Dalam Hyacinthus, ekspresi diinduksi dari HAG1 oleh phytohormones tingkat tinggi
mempromosikan
regenerasi tunas bunga, sedangkan, phytohormones tingkat rendah bisa
mengaktifkan HoMADS1 yang
bertanggung jawab untuk pembentukan in vitro ovula (Li et al, 2002;. Xu et al
2004.). Induksi TFL1 adalah
penting untuk Arabidopsis perbungaan regenerasi (Guan et al. 2006). Analisis
promotor menunjukkan bahwa
ada tiga unsur respon auksin, menunjukkan auksin yang mungkin mengaktifkan
ekspresi TFL1
(Woodward et al 2005;. Guan et al 2006.).

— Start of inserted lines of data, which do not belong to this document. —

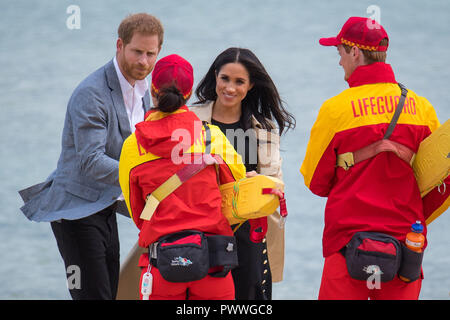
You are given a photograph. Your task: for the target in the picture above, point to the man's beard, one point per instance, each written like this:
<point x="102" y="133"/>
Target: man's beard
<point x="134" y="71"/>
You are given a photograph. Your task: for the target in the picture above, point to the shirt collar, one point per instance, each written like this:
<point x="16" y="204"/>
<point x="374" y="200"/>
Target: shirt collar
<point x="378" y="72"/>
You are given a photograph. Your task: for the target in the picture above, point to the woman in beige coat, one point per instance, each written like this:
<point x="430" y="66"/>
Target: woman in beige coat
<point x="239" y="96"/>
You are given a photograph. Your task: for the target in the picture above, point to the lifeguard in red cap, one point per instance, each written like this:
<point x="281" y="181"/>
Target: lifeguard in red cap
<point x="359" y="156"/>
<point x="169" y="172"/>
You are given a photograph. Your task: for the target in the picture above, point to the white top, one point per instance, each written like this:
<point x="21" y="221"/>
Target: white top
<point x="132" y="97"/>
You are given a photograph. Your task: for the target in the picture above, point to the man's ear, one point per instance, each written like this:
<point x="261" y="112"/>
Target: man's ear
<point x="119" y="44"/>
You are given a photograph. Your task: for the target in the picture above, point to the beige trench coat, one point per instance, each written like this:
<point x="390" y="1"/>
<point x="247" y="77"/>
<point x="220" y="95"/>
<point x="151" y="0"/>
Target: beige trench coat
<point x="269" y="164"/>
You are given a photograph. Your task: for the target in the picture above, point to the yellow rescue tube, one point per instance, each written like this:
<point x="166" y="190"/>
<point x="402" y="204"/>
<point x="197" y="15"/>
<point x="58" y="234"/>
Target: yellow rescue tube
<point x="243" y="199"/>
<point x="431" y="164"/>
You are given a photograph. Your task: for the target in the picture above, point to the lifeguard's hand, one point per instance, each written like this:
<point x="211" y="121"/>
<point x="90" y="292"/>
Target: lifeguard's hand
<point x="252" y="173"/>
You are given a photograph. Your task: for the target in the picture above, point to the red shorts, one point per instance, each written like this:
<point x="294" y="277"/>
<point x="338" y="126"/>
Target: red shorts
<point x="338" y="285"/>
<point x="208" y="288"/>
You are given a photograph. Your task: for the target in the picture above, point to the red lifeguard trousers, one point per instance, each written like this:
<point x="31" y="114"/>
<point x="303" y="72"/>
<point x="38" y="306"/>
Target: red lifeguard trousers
<point x="338" y="285"/>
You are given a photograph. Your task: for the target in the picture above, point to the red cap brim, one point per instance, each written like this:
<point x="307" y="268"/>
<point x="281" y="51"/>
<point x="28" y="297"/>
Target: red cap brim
<point x="333" y="41"/>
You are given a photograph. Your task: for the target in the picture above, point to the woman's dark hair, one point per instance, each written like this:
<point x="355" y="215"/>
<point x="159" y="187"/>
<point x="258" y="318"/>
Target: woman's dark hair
<point x="170" y="99"/>
<point x="262" y="101"/>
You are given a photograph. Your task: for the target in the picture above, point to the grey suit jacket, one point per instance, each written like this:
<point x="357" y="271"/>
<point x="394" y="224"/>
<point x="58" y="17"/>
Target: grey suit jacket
<point x="86" y="179"/>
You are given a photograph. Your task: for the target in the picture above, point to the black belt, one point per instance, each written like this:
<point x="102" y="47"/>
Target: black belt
<point x="222" y="253"/>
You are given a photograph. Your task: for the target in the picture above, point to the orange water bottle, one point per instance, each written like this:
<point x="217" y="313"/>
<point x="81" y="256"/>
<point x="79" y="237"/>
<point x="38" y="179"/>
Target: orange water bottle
<point x="415" y="239"/>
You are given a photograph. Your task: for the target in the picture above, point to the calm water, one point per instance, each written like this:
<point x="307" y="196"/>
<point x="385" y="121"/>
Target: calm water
<point x="42" y="61"/>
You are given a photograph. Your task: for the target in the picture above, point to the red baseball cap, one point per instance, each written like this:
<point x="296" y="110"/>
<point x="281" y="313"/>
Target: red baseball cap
<point x="173" y="70"/>
<point x="363" y="33"/>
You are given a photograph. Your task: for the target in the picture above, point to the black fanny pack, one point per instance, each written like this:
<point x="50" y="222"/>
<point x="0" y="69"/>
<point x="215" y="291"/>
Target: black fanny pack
<point x="188" y="255"/>
<point x="372" y="252"/>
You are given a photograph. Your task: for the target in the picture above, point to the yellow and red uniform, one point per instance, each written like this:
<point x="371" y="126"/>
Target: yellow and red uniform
<point x="148" y="159"/>
<point x="381" y="193"/>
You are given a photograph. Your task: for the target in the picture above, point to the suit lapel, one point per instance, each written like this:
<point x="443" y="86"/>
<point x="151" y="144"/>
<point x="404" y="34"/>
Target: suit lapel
<point x="117" y="98"/>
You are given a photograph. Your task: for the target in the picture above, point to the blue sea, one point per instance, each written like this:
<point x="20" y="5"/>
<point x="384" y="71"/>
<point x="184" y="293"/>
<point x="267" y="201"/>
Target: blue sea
<point x="47" y="47"/>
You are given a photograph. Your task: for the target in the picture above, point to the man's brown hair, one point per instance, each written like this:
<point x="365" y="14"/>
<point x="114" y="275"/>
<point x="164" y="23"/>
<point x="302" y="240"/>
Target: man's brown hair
<point x="141" y="23"/>
<point x="372" y="56"/>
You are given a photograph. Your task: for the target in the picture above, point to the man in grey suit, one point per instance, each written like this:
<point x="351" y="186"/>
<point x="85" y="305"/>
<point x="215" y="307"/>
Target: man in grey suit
<point x="80" y="198"/>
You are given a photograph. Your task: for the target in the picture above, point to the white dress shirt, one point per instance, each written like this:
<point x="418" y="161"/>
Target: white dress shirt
<point x="132" y="97"/>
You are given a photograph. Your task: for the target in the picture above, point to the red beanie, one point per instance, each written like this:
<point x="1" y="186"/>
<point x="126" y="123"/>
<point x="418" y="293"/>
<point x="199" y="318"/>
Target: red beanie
<point x="173" y="70"/>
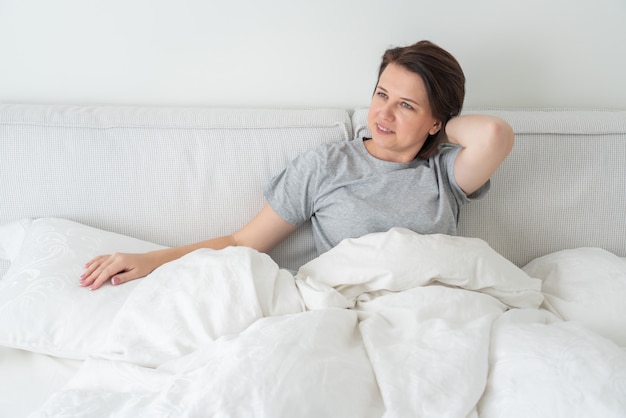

Meskipun hubungan langsung antara
phytohormones dan
gen identitas organ tidak dijelaskan, gen identitas organ mungkin diaktifkan oleh
eksogen
phytohormones, dan kemudian, ekspresi mereka mengatur nasib sel sel progenitor.
Studi pada
sistem induksi bunga serbaguna memberikan bukti lebih lanjut untuk kesimpulan
ini. Sebagai contoh,
berlebih ektopik dari LEAFY di kalus langsung menginduksi pembentukan bunga dari
akar
eksplan melewati pengembangan vegetatif normal, menunjukkan bahwa gen yang
terlibat dalam organ
Identitas memainkan peran penting selama in vitro organogenesis. Namun jalur
sepanjang
yang organ gen identitas yang acitivated oleh phytohormones masih belum jelas.